More than just coffee: Some cafes are lacing their brews with fair trade politics
Located on a busy avenue in the Lower East Side of Manhattan, Rapture Cafe & Books stands out among the delis, convenience stores and restaurants that surround it. Its window displays signs praising World Fair Trade Day--a day which is celebrated each year on the second Saturday of May.
“Kids need fair trade,” reads a sign at the Rapture, with an additional paragraph explaining how fair trade makes it possible for children in developing countries to go to school by paying their parents fairly.
As Fair Trade Day 2007, which will be observed on May 12, approaches, Rapture customers fill the cafe to drink what has been certified as an ethically produced beverage. A day before the Fair Trade Day, the spot will play host to a book signing by Jacqueline DeCarlo, author of the book “Fair Trade: A Beginner’s Guide.”
Fair trade is a casually organized social movement aimed at improving working conditions and wages for agricultural workers in developing countries, whose products are mostly exported to countries with more advanced economies. Initiated in Europe during the 1960s, the movement brought lots of controversy over its efficiency. Although many commercial products are a part of fair trade arrangements, coffee remains at the forefront of the movement.
Although the Rapture Cafe appears to be the lone fair trade outpost in its neighborhood, many shops across the United States and Europe say they sell only fair trade goods.
In Brooklyn, Vox Pop offers its customers premium-priced strong coffees that it says are ethically produced. The Vox Pop, which is “Latin shorthand for voice of the people,” is both a coffee house and a publishing company.
Sanders Hick, the 36-year-old founder of the store, says fair trade is about more than serving coffee. His place functions as a community center, where the goal is to “make people more active in their community.”
“We want to be more than just fair trade coffee," Hick said. "We are about a revolution of peace and justice.”
Products designated as fair trade goods tend to be slightly more expensive than their undesignated counterparts. The reason behind the gap between different goods coming from Latin America or Africa is that producers of fair trade goods are paid much better. Also, fair trade arrangements make sure producers work with reasonable schedules nullifying labor abuses prevalent in poor countries.

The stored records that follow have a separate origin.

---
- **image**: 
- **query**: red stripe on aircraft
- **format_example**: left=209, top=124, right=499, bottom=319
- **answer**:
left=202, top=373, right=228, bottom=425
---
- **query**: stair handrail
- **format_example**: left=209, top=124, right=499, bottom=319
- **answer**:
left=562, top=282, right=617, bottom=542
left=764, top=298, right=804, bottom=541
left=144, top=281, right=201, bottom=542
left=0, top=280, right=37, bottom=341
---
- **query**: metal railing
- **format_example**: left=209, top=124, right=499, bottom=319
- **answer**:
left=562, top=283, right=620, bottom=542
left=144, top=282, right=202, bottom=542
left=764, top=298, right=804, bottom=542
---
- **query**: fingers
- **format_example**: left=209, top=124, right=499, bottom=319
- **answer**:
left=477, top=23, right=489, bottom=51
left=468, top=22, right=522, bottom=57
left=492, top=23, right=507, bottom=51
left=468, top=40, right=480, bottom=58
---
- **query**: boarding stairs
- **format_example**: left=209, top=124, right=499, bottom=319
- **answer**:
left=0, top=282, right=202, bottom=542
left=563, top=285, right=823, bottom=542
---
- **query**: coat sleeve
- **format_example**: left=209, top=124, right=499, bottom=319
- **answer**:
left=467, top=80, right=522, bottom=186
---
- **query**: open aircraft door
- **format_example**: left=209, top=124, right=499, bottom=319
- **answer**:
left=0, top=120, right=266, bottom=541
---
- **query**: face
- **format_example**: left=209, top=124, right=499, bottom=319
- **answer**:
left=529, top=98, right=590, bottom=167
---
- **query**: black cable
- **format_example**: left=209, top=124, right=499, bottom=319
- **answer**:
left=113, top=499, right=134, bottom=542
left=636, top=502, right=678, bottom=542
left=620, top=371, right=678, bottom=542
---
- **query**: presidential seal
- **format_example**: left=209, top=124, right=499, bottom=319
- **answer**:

A little devotion to the moralistic cause and higher product quality offsets that price gap, a committed fair trade coffee drinker says.
“It’s a strong coffee, I love it,” said Tom Miller, a regular customer of the Vox Pop. “I’m also happy to support the business.”
Miller, a professor of anthropology at Rutgers University in New Jersey, said he liked knowing where his money is going when he buys coffees.
“It’s good to know you’re on the right side,” Miller said.
Various labeling initiatives and not-for profits are active in the fair trade goods market, auditing the production processes of goods of different brands and deciding whether or not they are fit to be designated “Fair Trade.”
TransFair USA, is one of the North American labeling initiatives and is a part of the Fairtrade Labeling Organizations International, an association of initiatives from various countries. Both organizations say they strictly audit the production processes of their clients and make sure the producers at the end of the production line get fair payments.
But payment is not the only criterion, the organizations say. To be designated as “Fair Trade,” companies should also enhance democratic decision making and free association among producers. They should also promote practices both socially and environmentally sustainable.
A major criticism of fair trade is that it artificially increases the price of raw materials that encourage excessive production of agricultural goods. The surplus nullifies the value of goods produced by the majority of the workers who are not protected by fair trade agreements.
Brink Lindsey, an advocate of free trade, wrote in 2004 that raw coffee prices saw historic lows because of a 15 percent oversupply, which was mainly caused by fair trade regulations.
In the 2004 article, titled "Grounds for complaint," Lindsey wrote, “Those who advocate prop-up pricing schemes such as ‘fair trade’ may have the best of intentions, but they will probably encourage the less efficient producers to keep at it, maintaining the supply.”
Social responsibility matched with moral considerations play major role in consumer’s choices when the issue is fair trade, even though customers want to get the maximum for their money, said Hick, the founder of the Vox Pop.
His customer Miller, who knows Hick and most of others who come in and out during the day by name, said he liked Vox Pop not because of its mission but because of the taste of its coffee.
“If it was not fair trade coffee,” Miller said, before taking a sip from his medium coffee, “I would still be coming here.”